I didn’t think about representation when I was growing up — at least, not consciously. I didn’t watch “Hannah Montana” and wonder why none of the characters looked like me, an Asian girl. I watched it like a kid and laughed at all of its jokes.
But over the years, the lack of Asian representation in mainstream movies and television shows worked its way into the back of my mind. It wasn’t until I watched “To All the Boys I’ve Loved Before,” a movie whose main character is half-Korean, that I realized how badly I’d needed to see someone who looks like me on screen.
“To All the Boys I’ve Loved Before” follows high school student Lara Jean Covey’s life after her secret love letters to five of her crushes are exposed. One of the crushes, Peter Kavinsky, has recently broken up with his girlfriend, and he and Lara Jean agree to fake date in order to make his ex-girlfriend jealous. As Lara Jean and Peter spend more time together for their fake relationship, her feelings grow real and the two end up falling for each other.
I think my favorite part about the movie is that Lara Jean’s race is not a major plot point.

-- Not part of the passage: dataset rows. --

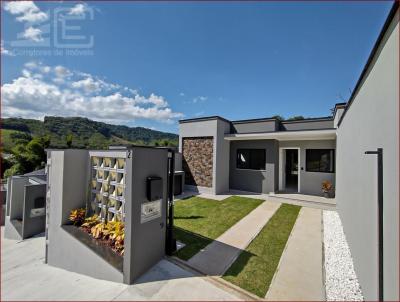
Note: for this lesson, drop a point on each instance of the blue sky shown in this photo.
(151, 64)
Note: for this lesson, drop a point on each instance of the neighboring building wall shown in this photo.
(198, 161)
(371, 122)
(310, 182)
(260, 181)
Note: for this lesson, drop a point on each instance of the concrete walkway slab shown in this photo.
(25, 276)
(217, 257)
(299, 276)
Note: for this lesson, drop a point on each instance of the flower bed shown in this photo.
(110, 234)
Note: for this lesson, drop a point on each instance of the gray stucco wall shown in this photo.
(307, 125)
(372, 122)
(68, 187)
(222, 158)
(310, 182)
(144, 242)
(17, 196)
(255, 126)
(33, 225)
(265, 181)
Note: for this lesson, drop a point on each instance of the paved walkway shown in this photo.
(300, 276)
(311, 201)
(24, 276)
(216, 258)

It’s not about her being bullied at school or her own struggle with her identity. “To All the Boys I’ve Loved Before” is a love story about a girl who just happens to be Asian.

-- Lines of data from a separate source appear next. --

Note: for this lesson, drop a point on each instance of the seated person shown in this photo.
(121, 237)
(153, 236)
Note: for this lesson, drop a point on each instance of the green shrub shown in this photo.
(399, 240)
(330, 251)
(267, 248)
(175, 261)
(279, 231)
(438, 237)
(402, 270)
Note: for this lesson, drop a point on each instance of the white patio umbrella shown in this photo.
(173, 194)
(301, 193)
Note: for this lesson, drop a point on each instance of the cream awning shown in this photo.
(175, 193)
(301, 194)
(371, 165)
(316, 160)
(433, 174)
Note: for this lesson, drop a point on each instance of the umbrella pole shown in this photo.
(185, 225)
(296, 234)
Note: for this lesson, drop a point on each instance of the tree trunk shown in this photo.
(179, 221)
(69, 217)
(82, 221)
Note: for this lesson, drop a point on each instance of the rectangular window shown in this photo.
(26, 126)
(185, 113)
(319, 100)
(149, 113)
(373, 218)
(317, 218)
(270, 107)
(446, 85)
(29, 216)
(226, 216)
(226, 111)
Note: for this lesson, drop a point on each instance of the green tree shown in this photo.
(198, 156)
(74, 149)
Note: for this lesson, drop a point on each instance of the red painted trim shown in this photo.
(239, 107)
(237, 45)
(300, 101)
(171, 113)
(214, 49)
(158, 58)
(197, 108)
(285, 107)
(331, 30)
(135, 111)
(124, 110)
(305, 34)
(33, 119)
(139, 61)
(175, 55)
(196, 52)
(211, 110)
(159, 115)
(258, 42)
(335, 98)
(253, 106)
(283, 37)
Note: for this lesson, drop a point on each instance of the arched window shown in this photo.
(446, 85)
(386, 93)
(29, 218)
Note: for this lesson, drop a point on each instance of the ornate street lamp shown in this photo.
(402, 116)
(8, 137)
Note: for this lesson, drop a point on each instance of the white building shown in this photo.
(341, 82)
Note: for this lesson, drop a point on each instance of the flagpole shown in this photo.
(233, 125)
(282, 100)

When I say that the lack of Asian representation worked its way into the back of my mind, I mean that there is a little voice inside my head — call it whiteness, or racism, or maybe just insecurity — that tells me that being Asian and being beautiful are mutually exclusive. If a guy flirts with me at a bar, the voice is right there to remind me that it’s a fluke. A trick. Something I shouldn’t get used to.
“You’re not white,” the voice scoffs. “You’re not blonde. Your eyes aren’t blue. You are not what this society has deemed beautiful. How dare you have the audacity to believe that someone could ever want you?”
When I watched “To All the Boys I’ve Loved Before,” that voice went quiet for the first time in 21 years.
What could it say? The evidence was right there: Peter was falling in love with Lara Jean, who looks like me. I felt like maybe someone could look at me that way. I felt like I was someone worth falling in love with.
I wonder how my life could have been different if I had watched this movie when I was younger. I’m so glad that it exists now and that other Asian girls can grow up seeing themselves represented on screen. I hope that the little voice in my head does not exist in theirs.
It’s still there, the voice. It makes loving myself feel like rebellion, and I say the words “I’m beautiful” with a throatful of spite, as if waiting for someone to contradict me. I don’t think it will ever go away entirely. But it’s been quieter since I watched “To All the Boys I’ve Loved Before,” and for that, I will always be grateful to Lara Jean Covey.